Based on your expertise in the influence of culture, what guidance can you offer educational institutions aiming to boost their global reputation and appeal to a diverse student body with culturally responsive marketing?

Every day, there are exogenous shocks to the system, which can have a significant impact on society. As a result, people try to make sense of these events by interpreting them and deciding if they are acceptable to people like them. For brands, particularly institutions of higher education, these events present an opportunity to communicate their perspective on the situation. Rather than simply reporting the news, brands can offer their point of view and explain why it is important.

Nike believes that every human body is an athlete. When something happens in the world of athletes, Nike feels licensed to say something. They have a point of view on the world as these things happen in the zeitgeist and discourse happens. The brand goes, "Hey, here's our point of view on it based on how we see the world." Someone goes, "Yeah, I like that.” That's how Nike sees the world. Should athletes be considered role models? What's the importance of failure? Why is it important that young girls play sports? What does it mean to be an elite black golfer in a world that is almost all predominantly white? These questions are important, and Nike has a point of view on them. 
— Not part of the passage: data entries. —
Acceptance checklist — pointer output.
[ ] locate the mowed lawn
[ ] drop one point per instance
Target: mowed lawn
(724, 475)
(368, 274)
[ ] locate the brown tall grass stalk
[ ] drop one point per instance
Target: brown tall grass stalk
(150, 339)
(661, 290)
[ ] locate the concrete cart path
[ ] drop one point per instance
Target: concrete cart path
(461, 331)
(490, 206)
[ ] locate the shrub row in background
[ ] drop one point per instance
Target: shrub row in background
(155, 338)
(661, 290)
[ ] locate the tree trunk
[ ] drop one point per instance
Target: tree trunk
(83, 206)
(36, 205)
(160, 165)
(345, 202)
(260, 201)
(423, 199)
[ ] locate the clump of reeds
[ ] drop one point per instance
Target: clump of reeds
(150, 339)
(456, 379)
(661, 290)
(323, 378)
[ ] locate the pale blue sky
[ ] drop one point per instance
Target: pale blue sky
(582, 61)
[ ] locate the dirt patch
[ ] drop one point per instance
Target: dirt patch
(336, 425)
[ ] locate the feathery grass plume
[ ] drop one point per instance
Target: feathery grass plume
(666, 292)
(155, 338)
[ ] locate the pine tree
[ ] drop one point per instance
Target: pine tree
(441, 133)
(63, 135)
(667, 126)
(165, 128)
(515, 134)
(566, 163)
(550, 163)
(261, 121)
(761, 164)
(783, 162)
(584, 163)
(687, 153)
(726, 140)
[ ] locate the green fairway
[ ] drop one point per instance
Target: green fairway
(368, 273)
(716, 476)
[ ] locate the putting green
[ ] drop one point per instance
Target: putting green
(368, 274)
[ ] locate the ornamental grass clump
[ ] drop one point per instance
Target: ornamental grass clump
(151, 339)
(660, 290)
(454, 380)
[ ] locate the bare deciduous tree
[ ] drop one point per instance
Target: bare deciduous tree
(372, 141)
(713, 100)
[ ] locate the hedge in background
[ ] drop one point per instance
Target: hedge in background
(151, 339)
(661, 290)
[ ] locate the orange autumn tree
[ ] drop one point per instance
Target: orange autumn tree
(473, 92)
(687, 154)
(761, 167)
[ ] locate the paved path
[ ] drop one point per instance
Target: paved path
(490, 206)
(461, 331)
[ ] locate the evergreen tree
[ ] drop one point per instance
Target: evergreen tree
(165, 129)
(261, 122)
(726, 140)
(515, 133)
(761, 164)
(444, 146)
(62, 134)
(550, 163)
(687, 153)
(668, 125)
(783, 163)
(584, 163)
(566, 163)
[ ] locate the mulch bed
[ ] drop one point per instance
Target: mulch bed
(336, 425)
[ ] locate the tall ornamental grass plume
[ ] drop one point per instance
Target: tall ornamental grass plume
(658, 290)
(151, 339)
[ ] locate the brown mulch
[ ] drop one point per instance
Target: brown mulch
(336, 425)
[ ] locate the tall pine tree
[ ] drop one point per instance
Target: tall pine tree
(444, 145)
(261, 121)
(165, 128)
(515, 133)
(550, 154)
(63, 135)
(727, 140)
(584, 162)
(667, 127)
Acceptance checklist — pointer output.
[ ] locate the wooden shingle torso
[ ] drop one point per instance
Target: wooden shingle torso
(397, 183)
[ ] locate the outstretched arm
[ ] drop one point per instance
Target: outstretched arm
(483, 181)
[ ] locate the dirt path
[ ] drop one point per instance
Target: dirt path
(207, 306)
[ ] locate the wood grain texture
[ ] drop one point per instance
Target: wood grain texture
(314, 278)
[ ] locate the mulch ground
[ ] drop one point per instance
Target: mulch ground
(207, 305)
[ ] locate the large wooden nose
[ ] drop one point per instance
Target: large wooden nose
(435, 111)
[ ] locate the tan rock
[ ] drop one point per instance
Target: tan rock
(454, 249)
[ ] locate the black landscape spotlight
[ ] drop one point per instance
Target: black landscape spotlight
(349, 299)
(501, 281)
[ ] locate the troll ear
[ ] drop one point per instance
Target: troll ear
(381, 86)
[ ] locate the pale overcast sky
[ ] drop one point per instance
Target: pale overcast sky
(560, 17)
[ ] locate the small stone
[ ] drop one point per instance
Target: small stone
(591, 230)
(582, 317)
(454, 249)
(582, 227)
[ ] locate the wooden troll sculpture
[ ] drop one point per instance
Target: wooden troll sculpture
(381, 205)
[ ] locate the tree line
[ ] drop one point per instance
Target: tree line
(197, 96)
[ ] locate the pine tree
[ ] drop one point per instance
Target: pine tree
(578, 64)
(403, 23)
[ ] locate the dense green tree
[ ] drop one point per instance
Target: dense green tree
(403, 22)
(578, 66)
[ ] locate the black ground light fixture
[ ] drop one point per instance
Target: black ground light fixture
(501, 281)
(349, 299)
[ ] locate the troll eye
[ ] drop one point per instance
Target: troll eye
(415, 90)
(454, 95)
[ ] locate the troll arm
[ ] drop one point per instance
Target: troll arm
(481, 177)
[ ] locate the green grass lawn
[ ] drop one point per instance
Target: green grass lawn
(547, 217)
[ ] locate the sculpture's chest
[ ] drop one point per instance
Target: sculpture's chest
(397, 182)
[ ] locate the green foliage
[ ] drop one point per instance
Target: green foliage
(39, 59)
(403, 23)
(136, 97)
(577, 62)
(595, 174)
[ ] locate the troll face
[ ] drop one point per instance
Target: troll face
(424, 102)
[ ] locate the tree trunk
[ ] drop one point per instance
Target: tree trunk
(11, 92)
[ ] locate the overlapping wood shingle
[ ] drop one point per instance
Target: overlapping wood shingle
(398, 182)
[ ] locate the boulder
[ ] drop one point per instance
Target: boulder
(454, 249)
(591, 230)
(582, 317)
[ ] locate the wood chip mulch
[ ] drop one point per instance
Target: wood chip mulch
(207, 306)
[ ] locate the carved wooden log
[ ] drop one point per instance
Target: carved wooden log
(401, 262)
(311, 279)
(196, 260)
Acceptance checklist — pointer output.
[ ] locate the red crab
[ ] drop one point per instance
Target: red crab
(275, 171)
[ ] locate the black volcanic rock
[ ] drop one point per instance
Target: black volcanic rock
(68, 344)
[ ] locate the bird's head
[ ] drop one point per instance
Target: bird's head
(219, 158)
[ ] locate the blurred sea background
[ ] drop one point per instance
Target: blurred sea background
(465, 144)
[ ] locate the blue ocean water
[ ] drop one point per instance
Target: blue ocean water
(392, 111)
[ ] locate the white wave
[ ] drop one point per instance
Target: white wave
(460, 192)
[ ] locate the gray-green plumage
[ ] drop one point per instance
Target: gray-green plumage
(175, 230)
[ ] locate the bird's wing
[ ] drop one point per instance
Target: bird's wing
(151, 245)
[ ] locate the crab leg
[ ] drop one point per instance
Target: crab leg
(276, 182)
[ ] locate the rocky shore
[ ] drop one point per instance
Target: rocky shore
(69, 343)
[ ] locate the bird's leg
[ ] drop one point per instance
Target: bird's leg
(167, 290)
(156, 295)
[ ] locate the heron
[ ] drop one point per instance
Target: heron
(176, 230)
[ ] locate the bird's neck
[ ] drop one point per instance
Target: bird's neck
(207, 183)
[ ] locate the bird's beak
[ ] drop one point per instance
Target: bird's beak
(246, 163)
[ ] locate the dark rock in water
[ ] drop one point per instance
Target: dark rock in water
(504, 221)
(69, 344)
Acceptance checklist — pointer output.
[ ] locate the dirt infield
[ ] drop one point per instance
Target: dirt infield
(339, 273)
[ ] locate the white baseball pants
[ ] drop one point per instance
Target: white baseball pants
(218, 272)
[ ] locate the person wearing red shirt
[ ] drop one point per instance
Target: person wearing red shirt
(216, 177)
Similarly, for higher education institutions, no one sees an ad and says, "I'm applying to that school." There are many stimuli in the world that people bump into that ultimately inform those decisions, much like buying a car. Let's say someone has seen the brand of the car and they've seen a few people drive it. They've seen these ads. The alchemy of all these things ends up influencing their decision based on consumption. This is the same thing that happens with universities and higher education. So, the idea then is what catalysts are we creating? What external shocks to the system? What stimuli are we creating that allows us to communicate our point of view on the world so that someone goes, "I have to go to that school.”?